Still more surprising is the markedly reduced viability of the E-selectin/CD18 double-mutant mice and the severity of their phenotype. Mutant animals fail to thrive and are severely runted. Animals surviving to 6 weeks of age develop mucocutaneous skin lesions morphologically similar to those of E/P-selectin double and CD18 single mutants (9–11). Because of the animals’ abbreviated lifespan, Forlow et al. recreated the double-mutant system in adults, conducting their intravital microscopy studies in E-selectin mutant mice reconstituted with bone marrow from CD18 mutant mice (6). Even so, fully one-half of animals did not survive appreciably beyond transplantation. The survivors were unhealthy and recapitulated the chronic ulcerative dermatitis seen in the original double mutants. The specificity of this severe phenotype is all the more remarkable considering that P-selectin/CD18–null mice are indistinguishable grossly from wild-type, survive to adulthood, and breed successfully. Why the selective cooperation between CD18 and E- but not P-selectin? Since E-selectin is generally considered more important in slow rolling, this phenotypic difference may point to a juncture, perhaps immediately prior to the commitment to firm adhesion, at which E-selectin is uniquely required. Such an E-selectin–dependent step may represent an essential transition phase in extravasation, indeed one more critical than that established by endothelial selectin knockouts.
The extreme impact on viability is remarkable and unexplained. Heterozygous matings result in expected mendelian ratios of offspring, suggesting no gross in utero developmental problems (6). Hematopoietic abnormalities and splenomegaly do not appear markedly different from some other adhesion molecule–deficient animals and are therefore unlikely to account for the early lethality. The most likely candidate in this respect would be infectious. Bacterial cultures of blood and other tissues were negative, but a potential viral or fungal etiology was not excluded; nor was a metabolic derangement addressed (6).

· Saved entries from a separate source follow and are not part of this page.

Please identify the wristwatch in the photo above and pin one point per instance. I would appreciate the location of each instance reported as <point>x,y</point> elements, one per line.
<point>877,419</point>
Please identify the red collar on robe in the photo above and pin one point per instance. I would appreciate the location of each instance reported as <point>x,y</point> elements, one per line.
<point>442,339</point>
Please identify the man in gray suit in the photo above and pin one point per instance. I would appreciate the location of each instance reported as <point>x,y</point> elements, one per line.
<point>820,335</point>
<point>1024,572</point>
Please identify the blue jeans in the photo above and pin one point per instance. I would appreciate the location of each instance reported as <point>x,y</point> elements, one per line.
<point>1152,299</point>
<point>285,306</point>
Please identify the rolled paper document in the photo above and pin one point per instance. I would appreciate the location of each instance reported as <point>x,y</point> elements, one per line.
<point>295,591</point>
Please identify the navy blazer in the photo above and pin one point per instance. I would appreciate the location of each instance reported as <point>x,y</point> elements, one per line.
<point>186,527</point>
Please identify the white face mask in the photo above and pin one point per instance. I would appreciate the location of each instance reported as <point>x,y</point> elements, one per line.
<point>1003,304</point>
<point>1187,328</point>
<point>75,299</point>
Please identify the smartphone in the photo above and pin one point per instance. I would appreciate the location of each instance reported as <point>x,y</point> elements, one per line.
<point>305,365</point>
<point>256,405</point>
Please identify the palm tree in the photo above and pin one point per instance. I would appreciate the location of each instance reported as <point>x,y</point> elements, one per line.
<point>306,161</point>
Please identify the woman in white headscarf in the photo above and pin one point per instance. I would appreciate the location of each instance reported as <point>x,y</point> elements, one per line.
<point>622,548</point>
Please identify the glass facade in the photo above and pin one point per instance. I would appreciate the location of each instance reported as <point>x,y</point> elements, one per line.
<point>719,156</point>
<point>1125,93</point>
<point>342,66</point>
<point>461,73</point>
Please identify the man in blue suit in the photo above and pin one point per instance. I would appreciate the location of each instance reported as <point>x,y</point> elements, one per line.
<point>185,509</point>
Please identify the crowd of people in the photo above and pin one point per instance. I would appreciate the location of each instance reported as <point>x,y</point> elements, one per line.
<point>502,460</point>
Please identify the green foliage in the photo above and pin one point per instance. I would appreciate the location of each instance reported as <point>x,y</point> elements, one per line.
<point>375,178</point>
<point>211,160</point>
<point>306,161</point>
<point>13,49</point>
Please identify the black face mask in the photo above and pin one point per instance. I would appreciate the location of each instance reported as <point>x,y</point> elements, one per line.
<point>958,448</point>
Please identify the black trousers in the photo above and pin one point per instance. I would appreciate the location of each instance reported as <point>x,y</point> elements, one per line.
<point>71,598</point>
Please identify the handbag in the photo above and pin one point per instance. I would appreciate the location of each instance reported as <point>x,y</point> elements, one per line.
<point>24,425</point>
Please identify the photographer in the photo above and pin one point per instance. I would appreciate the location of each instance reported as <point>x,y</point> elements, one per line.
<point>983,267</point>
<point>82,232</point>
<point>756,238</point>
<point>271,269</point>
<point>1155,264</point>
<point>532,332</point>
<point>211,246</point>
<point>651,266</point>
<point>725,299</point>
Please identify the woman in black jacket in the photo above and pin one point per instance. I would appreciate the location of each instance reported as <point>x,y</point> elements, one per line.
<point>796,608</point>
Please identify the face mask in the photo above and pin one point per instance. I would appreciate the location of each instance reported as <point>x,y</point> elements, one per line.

Could there be another vital requirement for a constitutive basal level of leukocyte infiltration into tissues? There is no precedent for such an explanation, but then no gene deficiency before has resulted in such a profound leukocyte infiltration defect. Still, this defect is not absolute, since Forlow et al. noted a mild lymphocytic and neutrophilic infiltrate in skin lesions in the double mutants (6). Moreover, although bacterial pneumonia was not evident, the animals show an increased neutrophilic infiltration in the lung, suggesting that alternative adhesive pathways operate in this organ (16, 17). Although the unique severity of the phenotype is clear, other comparisons to prior knockouts are more difficult. Common models of induced cutaneous, lung, or peritoneal inflammation have yet to be evaluated and may be informative in further defining the nature and extent of the inflammatory defect, and perhaps in providing insight into early mortality. Nonetheless, the study (6) clearly indicates that the various adhesion receptors contribute in a continuous manner to extravasation. In particular, it suggests that collaboration between these two adhesion receptors is essential, not compensated by other mechanisms, and defines a unique and critical juncture in the adhesion cascade.